Julie Poulter says: ‘Due to the concept of the “barzzeria”, the client wanted to set Evoo apart from other restaurants and bars in the area and this reflected heavily in the design. We needed to create a fresh and inviting environment, which comprised of zones, including a VIP area that could be adapted from lunchtime eating to evening drinking. With the help of bespoke wall art, fitted furniture and an impactful floor design, we were able to achieve this.’
A combination of Allura Wood LVT in various colourways – Oyster Seagrass, Seaweed Oak, Denim Oak, Royal Solid Oak and Seagrass Timber – was installed throughout the building in a herringbone pattern. The contrast of the light grey, dark blue and dark brown shades helped to create a dramatic ambience for the restaurant.

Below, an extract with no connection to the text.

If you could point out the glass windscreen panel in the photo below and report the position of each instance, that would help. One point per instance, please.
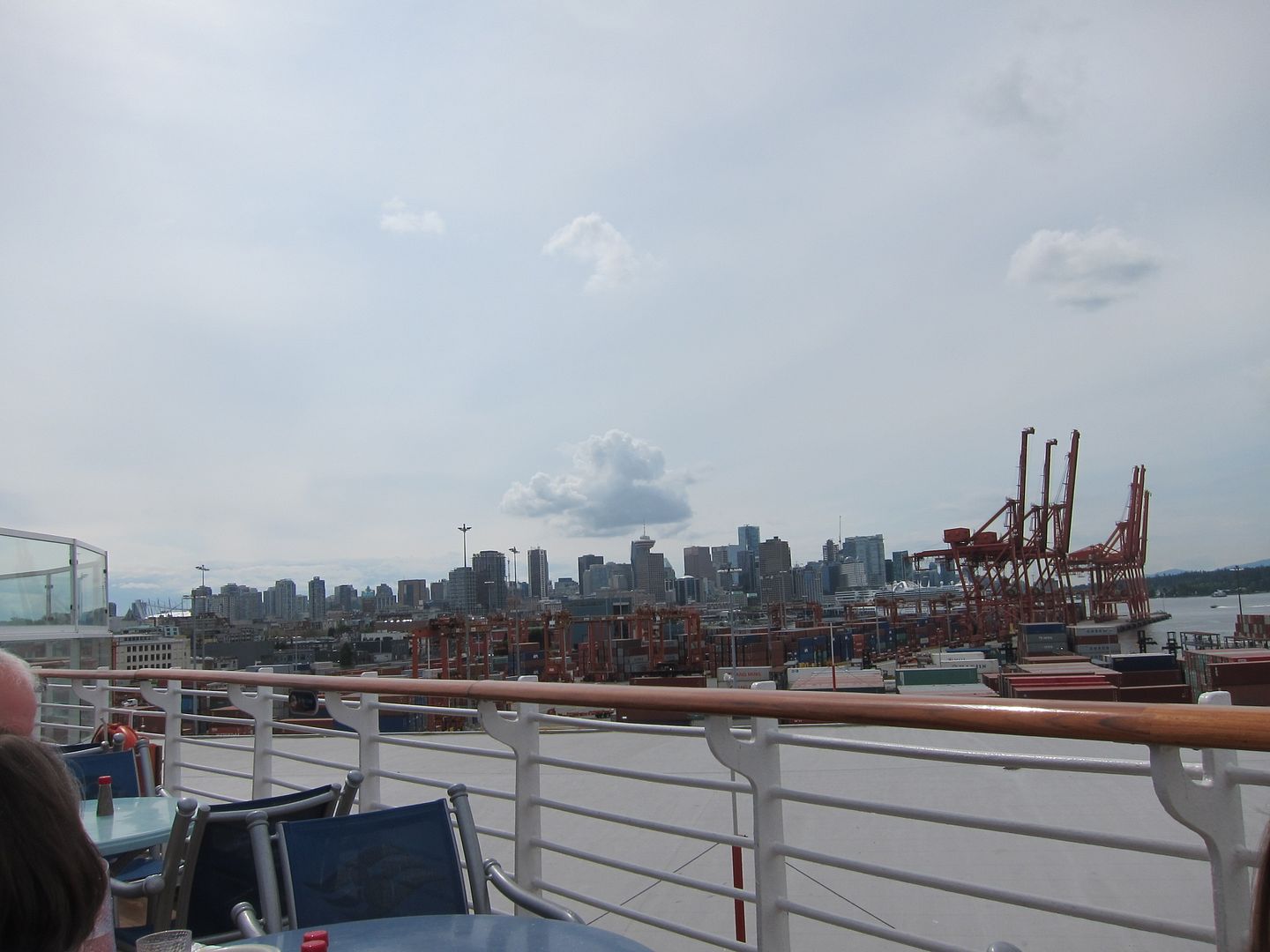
(36, 583)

Due to the large space and nature of the bar, the planks were arranged in this design to act as a subconscious wayfinding tool, to encourage customers to follow the path and move through the building.
‘I have used Forbo’s floor coverings for many projects over the years and I enjoy using them because of their environmental credentials,’ says Poulter. ‘For Evoo, I knew that the Allura Wood LVT collection would be perfect, thanks to its unrivalled characteristics in terms of design, and sustainability – Allura is phthalate-free, contains up to 50% controlled recycled content in its backing, and is manufactured and designed in Europe using 100% renewable electricity. In addition, not only did the flooring need to be aesthetically pleasing, but we needed to be mindful of durability, due to the amount of footfall that the barzzeria would receive.’
Allura Wood LVT benefits from advanced production technology to ensure maximum dimensional stability and high scratch and stain resistance, so that the appearance of the floor remains in top form.